As a parent, I'm guilty of spoiling my daughters. Giving in to the impulse buys, fulfilling their Christmas wish lists at the expense of our bank account, wanting them to have the perfect Christmas with lots and lots of wrapped gifts under the tree.
What I've finally realized is that what usually happens is that 90% of the time, most of those gifts go unopened for days, weeks, often months at a time. And even then, they usually end up in the "Gift Cabinet".....ready to be recycled for a last minute birthday gift or even donated to Toys for Tots the following year.
Realizing this triggered my own Christmas memory. I honestly cannot remember sitting down to write a Christmas list. (Maybe my mom or daddy can correct me here). But I DO remember for about 2 Christmases, I begged and begged for Monopoly. I told Santa, I told my Bubbe, I told my aunts and uncles, and I told my parents over and over. But for two Christmases.....no Monopoly. Until that one magical Christmas, Santa brought me the beloved Monopoly game. (Picture me opening it a'la Ralphie on Christmas morning!) I was thrilled.....I was ecstatic.....I promised Santa I would be the best behaved little girl ever.
I played that game maybe twice.
You see my point?
But I digress.
This fall has been a challenge for us financially. We've had a few unexpected expenses which has made us tighten the belt a little more and rethink Christmas just a bit. Could we really give our daughters a Christmas to remember without breaking the bank?
I recently met a friend for coffee and we had this very conversation. We both talked and agreed that maybe, just maybe, God makes things a little tight around the holidays so that we can turn our focus to what truly matters -- the REAL gift -- Jesus Christ.

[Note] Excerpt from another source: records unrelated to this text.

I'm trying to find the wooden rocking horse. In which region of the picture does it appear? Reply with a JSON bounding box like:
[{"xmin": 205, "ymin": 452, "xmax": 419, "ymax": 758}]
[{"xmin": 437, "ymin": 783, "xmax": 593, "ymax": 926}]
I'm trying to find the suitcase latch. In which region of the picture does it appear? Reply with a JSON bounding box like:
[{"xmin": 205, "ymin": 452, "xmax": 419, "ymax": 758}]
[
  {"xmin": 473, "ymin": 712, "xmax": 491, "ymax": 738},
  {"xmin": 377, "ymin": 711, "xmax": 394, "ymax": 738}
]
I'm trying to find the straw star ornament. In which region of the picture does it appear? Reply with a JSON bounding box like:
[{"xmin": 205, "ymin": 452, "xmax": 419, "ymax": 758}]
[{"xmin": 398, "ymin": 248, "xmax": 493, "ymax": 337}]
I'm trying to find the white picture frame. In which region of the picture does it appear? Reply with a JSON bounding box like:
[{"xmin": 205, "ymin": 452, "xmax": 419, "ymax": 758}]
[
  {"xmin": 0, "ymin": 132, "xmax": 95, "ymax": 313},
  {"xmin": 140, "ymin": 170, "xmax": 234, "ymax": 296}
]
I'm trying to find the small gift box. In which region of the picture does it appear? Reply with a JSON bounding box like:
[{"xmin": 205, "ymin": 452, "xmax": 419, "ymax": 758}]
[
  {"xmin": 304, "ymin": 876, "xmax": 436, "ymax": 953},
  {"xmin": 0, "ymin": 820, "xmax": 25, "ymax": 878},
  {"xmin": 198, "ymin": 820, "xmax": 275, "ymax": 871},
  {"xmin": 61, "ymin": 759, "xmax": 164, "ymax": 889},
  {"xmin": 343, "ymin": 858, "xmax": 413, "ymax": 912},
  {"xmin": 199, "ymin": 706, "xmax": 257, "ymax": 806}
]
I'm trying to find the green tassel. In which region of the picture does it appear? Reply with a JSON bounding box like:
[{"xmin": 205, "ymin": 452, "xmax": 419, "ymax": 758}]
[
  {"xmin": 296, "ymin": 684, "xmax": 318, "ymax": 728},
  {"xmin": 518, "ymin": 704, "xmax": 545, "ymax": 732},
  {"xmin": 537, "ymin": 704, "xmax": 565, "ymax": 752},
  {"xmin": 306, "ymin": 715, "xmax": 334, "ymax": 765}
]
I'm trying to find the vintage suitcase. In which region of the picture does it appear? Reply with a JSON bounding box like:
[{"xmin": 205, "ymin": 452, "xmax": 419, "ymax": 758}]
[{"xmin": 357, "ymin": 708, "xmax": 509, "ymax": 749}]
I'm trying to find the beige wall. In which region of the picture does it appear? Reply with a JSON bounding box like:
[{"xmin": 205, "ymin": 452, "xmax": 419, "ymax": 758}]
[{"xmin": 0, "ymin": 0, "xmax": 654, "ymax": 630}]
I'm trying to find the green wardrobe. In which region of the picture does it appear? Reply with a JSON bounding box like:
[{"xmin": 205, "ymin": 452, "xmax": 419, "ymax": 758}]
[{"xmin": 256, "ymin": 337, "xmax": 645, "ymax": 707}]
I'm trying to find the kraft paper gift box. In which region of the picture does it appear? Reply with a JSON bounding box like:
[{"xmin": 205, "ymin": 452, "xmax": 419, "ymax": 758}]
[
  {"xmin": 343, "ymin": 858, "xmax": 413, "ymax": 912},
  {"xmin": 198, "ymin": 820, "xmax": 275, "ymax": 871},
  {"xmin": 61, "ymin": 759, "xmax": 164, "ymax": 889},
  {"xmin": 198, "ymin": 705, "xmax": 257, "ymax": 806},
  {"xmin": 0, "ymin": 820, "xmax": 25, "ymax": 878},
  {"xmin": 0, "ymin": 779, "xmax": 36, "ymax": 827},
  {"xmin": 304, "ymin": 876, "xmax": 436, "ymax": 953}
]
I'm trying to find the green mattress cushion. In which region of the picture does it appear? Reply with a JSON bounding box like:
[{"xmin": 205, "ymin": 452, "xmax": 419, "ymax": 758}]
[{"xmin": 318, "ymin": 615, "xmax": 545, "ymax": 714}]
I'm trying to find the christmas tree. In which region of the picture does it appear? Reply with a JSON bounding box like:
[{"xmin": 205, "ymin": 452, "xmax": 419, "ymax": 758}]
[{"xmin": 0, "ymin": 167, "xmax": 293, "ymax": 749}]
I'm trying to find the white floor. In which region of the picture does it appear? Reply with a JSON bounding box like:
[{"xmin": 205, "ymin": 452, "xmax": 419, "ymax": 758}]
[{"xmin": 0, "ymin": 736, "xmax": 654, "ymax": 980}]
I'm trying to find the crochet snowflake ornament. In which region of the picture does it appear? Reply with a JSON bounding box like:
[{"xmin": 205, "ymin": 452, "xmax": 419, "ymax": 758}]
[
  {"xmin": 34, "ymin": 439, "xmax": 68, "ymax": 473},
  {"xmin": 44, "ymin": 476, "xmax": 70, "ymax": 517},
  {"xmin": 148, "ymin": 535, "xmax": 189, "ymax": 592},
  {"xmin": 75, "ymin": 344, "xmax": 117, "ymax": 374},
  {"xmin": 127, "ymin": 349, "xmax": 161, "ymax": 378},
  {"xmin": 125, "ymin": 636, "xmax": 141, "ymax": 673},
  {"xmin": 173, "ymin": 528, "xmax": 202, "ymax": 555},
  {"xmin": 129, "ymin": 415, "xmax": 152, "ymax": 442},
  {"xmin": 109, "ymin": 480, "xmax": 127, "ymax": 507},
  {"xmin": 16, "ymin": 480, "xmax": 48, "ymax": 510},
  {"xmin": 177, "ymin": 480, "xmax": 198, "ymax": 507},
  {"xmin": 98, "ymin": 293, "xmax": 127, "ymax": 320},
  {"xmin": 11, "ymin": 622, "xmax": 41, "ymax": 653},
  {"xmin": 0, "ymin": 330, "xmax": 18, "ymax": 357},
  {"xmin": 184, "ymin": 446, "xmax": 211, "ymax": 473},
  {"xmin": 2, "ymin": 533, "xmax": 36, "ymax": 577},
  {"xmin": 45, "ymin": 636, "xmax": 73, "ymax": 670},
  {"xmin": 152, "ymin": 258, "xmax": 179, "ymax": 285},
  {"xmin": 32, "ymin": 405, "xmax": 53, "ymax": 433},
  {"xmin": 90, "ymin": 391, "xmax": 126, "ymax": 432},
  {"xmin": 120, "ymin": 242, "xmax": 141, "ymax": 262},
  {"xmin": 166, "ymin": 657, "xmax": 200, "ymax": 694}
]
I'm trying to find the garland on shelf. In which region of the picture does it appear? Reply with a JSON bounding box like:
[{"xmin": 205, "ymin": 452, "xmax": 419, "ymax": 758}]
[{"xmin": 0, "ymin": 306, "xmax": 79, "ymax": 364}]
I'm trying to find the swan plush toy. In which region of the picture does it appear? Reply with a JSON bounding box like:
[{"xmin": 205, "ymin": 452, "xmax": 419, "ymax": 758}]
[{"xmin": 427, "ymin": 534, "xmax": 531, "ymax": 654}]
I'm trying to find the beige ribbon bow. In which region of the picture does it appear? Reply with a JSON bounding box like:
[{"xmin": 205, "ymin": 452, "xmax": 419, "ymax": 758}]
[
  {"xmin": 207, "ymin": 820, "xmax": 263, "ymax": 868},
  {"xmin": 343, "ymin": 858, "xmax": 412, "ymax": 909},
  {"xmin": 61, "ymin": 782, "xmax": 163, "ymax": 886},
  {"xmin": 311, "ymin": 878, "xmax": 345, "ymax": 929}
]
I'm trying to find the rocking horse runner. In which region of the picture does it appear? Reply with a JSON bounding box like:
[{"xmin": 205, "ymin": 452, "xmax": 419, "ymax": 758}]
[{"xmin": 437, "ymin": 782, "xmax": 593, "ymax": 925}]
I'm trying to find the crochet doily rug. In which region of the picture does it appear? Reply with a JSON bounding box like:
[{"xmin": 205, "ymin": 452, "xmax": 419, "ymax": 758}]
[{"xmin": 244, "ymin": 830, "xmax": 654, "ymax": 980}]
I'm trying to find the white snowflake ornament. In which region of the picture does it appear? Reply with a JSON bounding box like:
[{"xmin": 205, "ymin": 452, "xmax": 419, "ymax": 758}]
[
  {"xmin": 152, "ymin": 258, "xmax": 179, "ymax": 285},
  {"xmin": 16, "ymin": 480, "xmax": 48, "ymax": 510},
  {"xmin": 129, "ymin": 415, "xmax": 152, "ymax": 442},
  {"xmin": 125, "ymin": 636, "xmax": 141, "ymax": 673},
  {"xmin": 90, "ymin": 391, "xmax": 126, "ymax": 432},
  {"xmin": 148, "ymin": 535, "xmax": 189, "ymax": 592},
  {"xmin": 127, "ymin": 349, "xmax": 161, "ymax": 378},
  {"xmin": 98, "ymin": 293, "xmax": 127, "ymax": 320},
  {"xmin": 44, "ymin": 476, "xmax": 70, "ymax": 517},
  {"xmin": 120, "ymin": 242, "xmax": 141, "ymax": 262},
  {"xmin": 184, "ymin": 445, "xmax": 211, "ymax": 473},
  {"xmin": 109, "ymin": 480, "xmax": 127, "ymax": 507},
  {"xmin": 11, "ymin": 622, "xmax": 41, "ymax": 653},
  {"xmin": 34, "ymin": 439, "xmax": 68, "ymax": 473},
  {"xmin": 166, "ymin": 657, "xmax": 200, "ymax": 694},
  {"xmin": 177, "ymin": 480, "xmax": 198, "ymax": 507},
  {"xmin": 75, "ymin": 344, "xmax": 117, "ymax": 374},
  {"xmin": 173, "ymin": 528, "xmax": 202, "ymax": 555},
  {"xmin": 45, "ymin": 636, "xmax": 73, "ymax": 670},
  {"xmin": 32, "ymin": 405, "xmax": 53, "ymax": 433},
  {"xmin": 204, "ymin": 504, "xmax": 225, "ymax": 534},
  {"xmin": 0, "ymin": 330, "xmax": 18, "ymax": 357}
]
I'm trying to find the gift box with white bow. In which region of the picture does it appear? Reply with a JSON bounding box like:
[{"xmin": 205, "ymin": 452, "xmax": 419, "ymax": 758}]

This year, this has been on my mind more than ever. Especially when I sat down with the girls to ask them what they thought Christmas was about. When they answered Santa and presents, I realized with a sinking heart that I have failed them as a mother. I neglected teaching them the most important reason for Christmas. My heart just broke.....but then made me more determined than ever to show them that a simple Christmas isn't all that bad.
We are a family of Santa believers, so I am not eliminating Santa from our family.....I can't do it. The Christmas child inside of me would have a tantrum lasting until next Christmas. But I believe that we CAN put a spin on Santa -- teaching the girls that he isn't just about bringing you everything on your list. So, the first thing we're doing away with is the miles-long Christmas list. I searched Pinterest, did Google searches and found a few Santa letters I liked.....but one thing was missing......thinking of others. So I created my own.
Instead of doing an Advent Calendar (because I can never remember to do the activities!), we'll be doing 25 Days of Kindness. We sat down as a family and came up with ideas to show kindness and think of others. We came up with some good ideas and I can't wait to get started! (Stay tuned for future blog posts as I document some of our RAKs!)
I've thought about this a lot and prayed over it. My Marine is in total agreement with me and even said that we can never talk too much about giving back to others. My only prayer now is that the girls will understand and take this all with an open heart.
How do YOU keep the meaning of Christmas in your family?